Seguidamente, dado que el suelo está muy endurecido, toca ablandarlo a golpe de pico, para poder excavar la zanja con más facilidad.


Damos una ligera curvatura a la zanja para que la mayor parte del agua capturada fluya hacia el árbol. La tierra retirada la colocamos, aguas abajo del árbol, en paralelo a la zanja, de este modo, cuando caiga la hoja, se acumulará ahí, ayudando a la formación de suelo.


Finalmente, colocamos en el interior de la zanja, algo de materia orgánica (paja en este caso, pero tambien valdría restos de alfalfa seca, estiércol, hojas o lo que haya más a mano) para que absorva el agua y reduzca la evaporación.


Esperamos que con la lluvia que está cayendo en estos momentos, empiece a notarse su efecto.

viernes, 27 de abril de 2012

Finales de Abril

Parecía que la primavera se despertaba perezosa este año, de hecho aun hace bastante frío por la noche, pero el reciente aumento de las temperaturas junto a las últimas lluvias están reactivando la vida allà donde miremos.

Los primeros árboles, plantados a primeros de marzo al lado del huerto están brotando generosamente, el manzano incluso nos ha dado una grata sorpresa en forma de flores.

El ciruelo, un poco más perezoso ha tardado un poco más en brotar, pero ya deja ver las primeras hojas.


Los árboles que formarán el bosque frutal fueron plantados a finales de marzo, muestran signos evidentes de haber arraigado correctamente, la mayoría de ellos están abriendo las yemas y los cerezos o guindos sacados del terreno, floreciendo.

 
Detalle de las hojas de la higuera

Ciruelo sungold
Detalle de los primeros brotes

Azufaifo
Brotes de nashi
Alrededor de la balsa de riego, plantamos unos cuantos tamarices o tarajes, arbolitos de ribera que son muy útiles para formar setos.

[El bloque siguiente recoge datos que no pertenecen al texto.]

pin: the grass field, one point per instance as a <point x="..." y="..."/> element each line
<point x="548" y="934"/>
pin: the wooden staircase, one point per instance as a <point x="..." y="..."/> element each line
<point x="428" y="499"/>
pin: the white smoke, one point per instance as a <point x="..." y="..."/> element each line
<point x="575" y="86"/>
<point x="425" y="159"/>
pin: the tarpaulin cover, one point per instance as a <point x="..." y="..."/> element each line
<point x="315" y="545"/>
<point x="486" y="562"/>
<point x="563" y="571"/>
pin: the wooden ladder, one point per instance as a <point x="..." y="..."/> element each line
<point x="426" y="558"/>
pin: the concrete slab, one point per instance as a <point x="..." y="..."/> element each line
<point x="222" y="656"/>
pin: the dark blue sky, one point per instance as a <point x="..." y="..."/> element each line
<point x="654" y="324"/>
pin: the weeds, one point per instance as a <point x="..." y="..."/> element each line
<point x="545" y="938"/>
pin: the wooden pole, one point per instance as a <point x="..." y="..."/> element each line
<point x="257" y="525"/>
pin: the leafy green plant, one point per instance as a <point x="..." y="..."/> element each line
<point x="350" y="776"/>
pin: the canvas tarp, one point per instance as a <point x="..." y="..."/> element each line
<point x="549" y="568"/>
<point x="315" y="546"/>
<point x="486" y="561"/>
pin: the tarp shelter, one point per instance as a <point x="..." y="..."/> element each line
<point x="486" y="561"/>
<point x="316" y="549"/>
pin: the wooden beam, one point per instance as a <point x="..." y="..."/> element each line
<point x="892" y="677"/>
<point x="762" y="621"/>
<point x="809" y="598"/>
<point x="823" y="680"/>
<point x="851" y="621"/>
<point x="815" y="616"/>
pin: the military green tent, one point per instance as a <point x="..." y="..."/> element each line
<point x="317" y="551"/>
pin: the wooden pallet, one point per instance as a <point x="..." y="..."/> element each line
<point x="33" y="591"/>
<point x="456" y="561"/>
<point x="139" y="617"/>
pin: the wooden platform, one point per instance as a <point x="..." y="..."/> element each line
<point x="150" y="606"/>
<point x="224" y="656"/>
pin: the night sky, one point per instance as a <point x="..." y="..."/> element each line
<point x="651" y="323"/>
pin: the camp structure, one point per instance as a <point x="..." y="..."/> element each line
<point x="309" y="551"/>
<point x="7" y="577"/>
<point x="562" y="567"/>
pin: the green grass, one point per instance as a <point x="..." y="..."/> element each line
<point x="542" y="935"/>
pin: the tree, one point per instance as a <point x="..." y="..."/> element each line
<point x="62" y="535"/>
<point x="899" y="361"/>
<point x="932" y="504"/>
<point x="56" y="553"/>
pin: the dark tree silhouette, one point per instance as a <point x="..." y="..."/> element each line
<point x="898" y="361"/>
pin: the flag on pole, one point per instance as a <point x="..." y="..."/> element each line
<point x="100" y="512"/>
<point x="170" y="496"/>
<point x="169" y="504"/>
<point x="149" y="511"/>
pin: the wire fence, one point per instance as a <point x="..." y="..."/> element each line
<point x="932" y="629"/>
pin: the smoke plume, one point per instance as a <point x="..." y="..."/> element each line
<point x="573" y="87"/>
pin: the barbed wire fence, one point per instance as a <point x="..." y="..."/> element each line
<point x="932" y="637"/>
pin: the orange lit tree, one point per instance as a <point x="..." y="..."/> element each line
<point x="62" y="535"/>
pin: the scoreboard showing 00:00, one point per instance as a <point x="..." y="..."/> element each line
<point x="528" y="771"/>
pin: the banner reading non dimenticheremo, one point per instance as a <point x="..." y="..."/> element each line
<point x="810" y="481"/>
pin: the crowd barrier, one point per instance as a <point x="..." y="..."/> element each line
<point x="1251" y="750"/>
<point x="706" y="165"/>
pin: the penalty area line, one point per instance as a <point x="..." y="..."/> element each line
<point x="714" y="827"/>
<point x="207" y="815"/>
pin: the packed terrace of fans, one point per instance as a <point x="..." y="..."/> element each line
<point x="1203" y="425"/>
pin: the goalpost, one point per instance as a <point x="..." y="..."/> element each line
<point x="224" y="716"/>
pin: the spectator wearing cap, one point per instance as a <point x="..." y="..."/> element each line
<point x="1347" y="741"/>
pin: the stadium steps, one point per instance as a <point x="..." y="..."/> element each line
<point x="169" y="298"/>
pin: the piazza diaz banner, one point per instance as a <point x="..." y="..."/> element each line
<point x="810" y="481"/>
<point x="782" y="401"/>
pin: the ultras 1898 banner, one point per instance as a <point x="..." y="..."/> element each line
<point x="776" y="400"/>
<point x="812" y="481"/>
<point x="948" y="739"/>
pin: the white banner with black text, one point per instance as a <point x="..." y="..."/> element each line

Primero los enraizamos en la terraza, en cubos con agua y un poco de sustrato, una vez enraizados, los plantamos en grupos de 4 o 5 y hace unos días que están empezando algunos a echar hojas.

Las piedras actuan como reserva de calor, aminorando las fluctuaciones de temperatura entre el día y la noche, a parte de servir para señalizar la localización de los árboles entre la maleza.


Y ya que hablamos de la balsa, las últimas lluvias empezaron a llenarla, pero gracias a la pericia de nuestro vecino Juan (con quien compartimos el agua) que escarbando encontró la surgencia, ahora está prácticamente llena.

Por el momento, parece que tendremos el riego asegurado.
La parte de abajo de la balsa se encuentra normalmente saturada de agua y el suelo es muy arcilloso, lo que la hace impracticable para cultivar, pero óptima para favorecer la implantación de un humedal que será un buen refugio para anfibios que podrán alimentarse de los bichos del huerto.

Siguiendo el principio permacultural de usar soluciones lentas y pequeñas, hemos excavado una primera pequeña charca. A medida que vayamos observando el flujo del agua iremos ampliando o excavando otras hasta cubrir toda la zona con un sistema de charcas intercomunicadas que darán vida y diversidad al espacio.

Fue excavada ayer y hoy se encuentra mucho más llena, en los próximos días iremos viendo como se comporta.